'Buckyball' Molecules Discovered in Another Galaxy
NASA's Spitzer Space Telescope has detected huge quantities of buckyballs -- little spheres of carbon -- in outer space. The background of this artist's illustration is an infrared photo of the Small Magellanic Cloud, taken by Spitzer. The middle pullout shows a magnified view of an example of a planetary nebula, and the right pullout shows an even more magnified depiction of buckyballs, which consist of 60 linked carbon atoms.
Credit: NASA/JPL-Caltech

Cage-like carbon molecules called buckyballs have been found in another galaxy, showing that they're likely common in outer space and upping the odds that buckyballs delivered to the early Earth key chemicals necessary for life, scientists say.

Astronomers using NASA's Spitzer Space Telescope found buckyballs — little spheres in the shape of soccer balls made up of 60 linked carbon atoms — throughout our Milky Way galaxy, in the space between stars and around three dying stars. They also detected the molecules around a fourth dying star in a nearby galaxy in staggering quantities — equivalent in mass to about 15 Earth moons, researchers said. [Illustration of the cosmic buckyballs.]

"It turns out that buckyballs are much more common and abundant in the universe than initially thought," said astronomer Letizia Stanghellini of the National Optical Astronomy Observatory in Tucson, Ariz. "This has implications for the chemistry of life. It's possible that buckyballs from outer space provided seeds for life on Earth."

Buckyballs everywhere

Buckyballs, also known as fullerenes, are named after their resemblance to the architect Buckminster Fuller's geodesic domes, an example of which is found at the entrance to the Epcot theme park in Orlando, Fla.

The miniature spheres were first discovered in a lab on Earth 25 years ago, but it wasn't until last July that Spitzer provided the first confirmed proof of their existence in space. At that time, scientists weren't sure if they had been lucky to find a rare supply, or if perhaps the cosmic balls were all around.

In the new study, researchers found the buckyballs around three dying sun-like stars, called planetary nebulas, in our own Milky Way galaxy. These cloudy objects, made up of material shed from the dying stars, are similar to the one where Spitzer found the first evidence for their existence.

The new research shows that all the planetary nebulas in which buckyballs have been detected are rich in hydrogen.
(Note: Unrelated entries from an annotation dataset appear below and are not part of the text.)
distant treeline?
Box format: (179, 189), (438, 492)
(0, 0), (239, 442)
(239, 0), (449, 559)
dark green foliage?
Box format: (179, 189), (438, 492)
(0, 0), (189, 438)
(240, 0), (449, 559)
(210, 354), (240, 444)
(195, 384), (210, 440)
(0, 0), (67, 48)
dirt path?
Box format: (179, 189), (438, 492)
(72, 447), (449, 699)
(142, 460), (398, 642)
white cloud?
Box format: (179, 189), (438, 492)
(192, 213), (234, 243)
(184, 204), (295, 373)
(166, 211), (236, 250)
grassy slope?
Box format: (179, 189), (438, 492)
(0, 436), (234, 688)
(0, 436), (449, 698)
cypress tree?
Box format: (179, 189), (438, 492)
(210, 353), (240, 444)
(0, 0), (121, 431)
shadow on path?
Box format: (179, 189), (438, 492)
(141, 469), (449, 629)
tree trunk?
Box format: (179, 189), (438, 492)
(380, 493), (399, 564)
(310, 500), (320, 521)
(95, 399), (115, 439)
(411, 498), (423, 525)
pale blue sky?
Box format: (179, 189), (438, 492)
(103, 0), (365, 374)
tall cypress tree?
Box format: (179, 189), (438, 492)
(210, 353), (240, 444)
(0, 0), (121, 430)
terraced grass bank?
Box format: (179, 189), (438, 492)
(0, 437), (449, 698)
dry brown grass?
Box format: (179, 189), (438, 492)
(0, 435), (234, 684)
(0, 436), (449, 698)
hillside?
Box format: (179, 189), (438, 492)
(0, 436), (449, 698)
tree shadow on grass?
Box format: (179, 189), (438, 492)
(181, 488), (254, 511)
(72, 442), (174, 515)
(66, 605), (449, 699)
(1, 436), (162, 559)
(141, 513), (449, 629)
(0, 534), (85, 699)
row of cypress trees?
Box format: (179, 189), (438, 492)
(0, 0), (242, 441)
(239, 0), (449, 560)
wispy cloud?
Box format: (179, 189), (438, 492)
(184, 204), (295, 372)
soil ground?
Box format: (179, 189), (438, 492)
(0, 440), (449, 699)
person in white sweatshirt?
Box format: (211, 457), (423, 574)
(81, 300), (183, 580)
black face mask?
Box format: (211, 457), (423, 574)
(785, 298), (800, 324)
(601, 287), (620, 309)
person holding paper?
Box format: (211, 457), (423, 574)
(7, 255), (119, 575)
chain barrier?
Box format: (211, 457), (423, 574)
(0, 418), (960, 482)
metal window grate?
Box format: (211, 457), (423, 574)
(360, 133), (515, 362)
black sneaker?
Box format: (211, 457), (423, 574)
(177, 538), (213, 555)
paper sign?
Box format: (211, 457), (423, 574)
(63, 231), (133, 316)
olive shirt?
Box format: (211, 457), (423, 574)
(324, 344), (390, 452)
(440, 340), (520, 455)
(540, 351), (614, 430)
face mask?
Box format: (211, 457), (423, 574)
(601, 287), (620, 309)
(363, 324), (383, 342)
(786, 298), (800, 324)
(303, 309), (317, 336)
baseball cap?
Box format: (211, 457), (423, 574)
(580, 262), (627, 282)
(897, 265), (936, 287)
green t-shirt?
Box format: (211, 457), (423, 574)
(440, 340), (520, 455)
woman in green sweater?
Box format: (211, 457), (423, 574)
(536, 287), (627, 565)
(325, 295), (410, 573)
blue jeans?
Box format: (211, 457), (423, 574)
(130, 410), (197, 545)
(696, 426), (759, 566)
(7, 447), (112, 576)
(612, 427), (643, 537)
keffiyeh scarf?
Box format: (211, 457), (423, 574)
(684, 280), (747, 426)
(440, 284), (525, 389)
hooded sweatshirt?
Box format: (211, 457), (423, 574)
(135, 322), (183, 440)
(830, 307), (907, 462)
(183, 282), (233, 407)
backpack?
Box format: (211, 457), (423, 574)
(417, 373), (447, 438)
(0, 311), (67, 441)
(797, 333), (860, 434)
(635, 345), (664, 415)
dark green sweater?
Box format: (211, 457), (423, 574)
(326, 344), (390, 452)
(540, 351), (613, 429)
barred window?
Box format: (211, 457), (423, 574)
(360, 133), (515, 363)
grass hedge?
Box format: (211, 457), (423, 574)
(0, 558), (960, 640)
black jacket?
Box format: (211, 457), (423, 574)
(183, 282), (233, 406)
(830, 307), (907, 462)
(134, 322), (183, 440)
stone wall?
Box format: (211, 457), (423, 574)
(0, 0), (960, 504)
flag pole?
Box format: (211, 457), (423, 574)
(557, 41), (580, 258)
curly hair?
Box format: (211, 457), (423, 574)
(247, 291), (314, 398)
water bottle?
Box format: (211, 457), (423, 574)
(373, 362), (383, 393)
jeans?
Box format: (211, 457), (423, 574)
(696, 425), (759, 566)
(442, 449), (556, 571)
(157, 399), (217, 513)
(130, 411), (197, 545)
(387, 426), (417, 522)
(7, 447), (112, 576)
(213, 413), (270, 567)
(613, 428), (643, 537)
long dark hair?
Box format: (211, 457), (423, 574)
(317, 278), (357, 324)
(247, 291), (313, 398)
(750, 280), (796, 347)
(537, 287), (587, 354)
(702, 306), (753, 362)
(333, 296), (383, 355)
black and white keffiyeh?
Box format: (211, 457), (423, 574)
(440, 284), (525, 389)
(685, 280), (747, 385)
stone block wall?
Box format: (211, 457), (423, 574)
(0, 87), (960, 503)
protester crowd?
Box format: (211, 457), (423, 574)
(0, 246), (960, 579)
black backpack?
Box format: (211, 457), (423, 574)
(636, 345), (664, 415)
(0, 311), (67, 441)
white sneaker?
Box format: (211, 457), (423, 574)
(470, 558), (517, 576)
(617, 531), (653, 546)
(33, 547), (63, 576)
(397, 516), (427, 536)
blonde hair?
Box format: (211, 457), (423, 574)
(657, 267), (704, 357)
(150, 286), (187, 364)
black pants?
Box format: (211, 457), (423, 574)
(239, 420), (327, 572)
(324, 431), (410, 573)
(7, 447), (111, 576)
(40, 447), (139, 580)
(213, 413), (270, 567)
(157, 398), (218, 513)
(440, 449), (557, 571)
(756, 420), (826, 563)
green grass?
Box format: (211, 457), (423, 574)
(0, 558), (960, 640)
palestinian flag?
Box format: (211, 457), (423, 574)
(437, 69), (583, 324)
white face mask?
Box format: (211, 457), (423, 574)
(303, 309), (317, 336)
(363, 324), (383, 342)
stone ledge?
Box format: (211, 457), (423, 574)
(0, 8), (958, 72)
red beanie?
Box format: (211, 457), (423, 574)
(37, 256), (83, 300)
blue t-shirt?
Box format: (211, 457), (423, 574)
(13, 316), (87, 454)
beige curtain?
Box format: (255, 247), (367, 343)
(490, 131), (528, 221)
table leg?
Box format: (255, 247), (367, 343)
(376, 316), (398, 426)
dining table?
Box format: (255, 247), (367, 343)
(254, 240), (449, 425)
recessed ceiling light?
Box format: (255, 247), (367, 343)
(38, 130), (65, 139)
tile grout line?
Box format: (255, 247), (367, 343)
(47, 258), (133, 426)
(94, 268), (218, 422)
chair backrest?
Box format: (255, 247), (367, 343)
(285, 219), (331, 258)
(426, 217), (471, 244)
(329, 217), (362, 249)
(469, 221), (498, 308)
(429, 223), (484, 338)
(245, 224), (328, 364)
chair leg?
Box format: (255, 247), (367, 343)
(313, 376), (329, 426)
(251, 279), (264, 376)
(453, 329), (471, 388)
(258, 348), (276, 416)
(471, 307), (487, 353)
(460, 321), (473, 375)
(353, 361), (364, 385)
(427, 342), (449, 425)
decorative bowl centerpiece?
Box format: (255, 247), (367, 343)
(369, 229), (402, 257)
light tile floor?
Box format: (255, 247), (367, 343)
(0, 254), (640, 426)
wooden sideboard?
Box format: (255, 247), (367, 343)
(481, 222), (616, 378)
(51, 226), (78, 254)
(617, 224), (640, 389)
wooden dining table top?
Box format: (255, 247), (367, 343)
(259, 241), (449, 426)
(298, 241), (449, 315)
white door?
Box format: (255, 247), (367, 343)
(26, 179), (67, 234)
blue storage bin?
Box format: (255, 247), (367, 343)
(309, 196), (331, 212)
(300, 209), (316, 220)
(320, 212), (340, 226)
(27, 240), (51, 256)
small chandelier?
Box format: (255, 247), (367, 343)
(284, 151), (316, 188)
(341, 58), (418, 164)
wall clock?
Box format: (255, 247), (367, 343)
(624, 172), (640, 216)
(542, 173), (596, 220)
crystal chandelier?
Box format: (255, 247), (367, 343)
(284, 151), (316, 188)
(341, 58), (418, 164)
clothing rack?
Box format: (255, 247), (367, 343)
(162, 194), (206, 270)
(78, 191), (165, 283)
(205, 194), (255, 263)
This goes against what researchers thought for decades — they had assumed that, as is the case for making buckyballs in the lab, hydrogen could not be present.

The hydrogen, they once theorized, would contaminate the carbon, causing it to form chains and other structures rather than the spheres, which have no hydrogen in them at all.

"We now know that fullerenes and hydrogen coexist in planetary nebulas, which is really important for telling us how they form in space," said Anibal Garcia-Hernandez of the Instituto de Astrofisica de Canarias, lead author of the new study, which appears online Oct. 28 in the Astrophysical Journal Letters.

Garcia-Hernandez and his colleagues also located buckyballs in a planetary nebula within a nearby galaxy called the Small Magellanic Cloud.

And there were a lot them: equivalent to 2 percent of Earth's mass, or 15 of our moons.

Another research team recently found that buckyballs are also in the space between stars, but not too far away from young solar systems. The molecules may have been formed in a planetary nebula, or perhaps between stars.

"It's exciting to find buckyballs in between stars that are still forming their solar systems, just a comet's throw away," said Kris Sellgren of Ohio State University, lead author of the other study, which was recently published in Astrophysical Journal Letters. "This could be the link between fullerenes in space and fullerenes in meteorites."

Delivering seeds of life?

The implications of the findings are far-reaching, researchers said. Scientists have speculated in the past that buckyballs, which can act like cages for other molecules and atoms, might have carried substances to Earth that kick-started life. Evidence for this theory comes from the fact that buckyballs have been found in meteorites carrying extraterrestrial gases.

"Buckyballs are sort of like diamonds with holes in the middle," said Stanghellini. "They are incredibly stable molecules that are hard to destroy, and they could carry other interesting molecules inside them. We hope to learn more about the important role they likely play in the death and birth of stars and planets, and maybe even life itself."

The little carbon balls are important in technology research, too. They have potential applications in superconducting materials, optical devices, medicines, water purification, armor and more.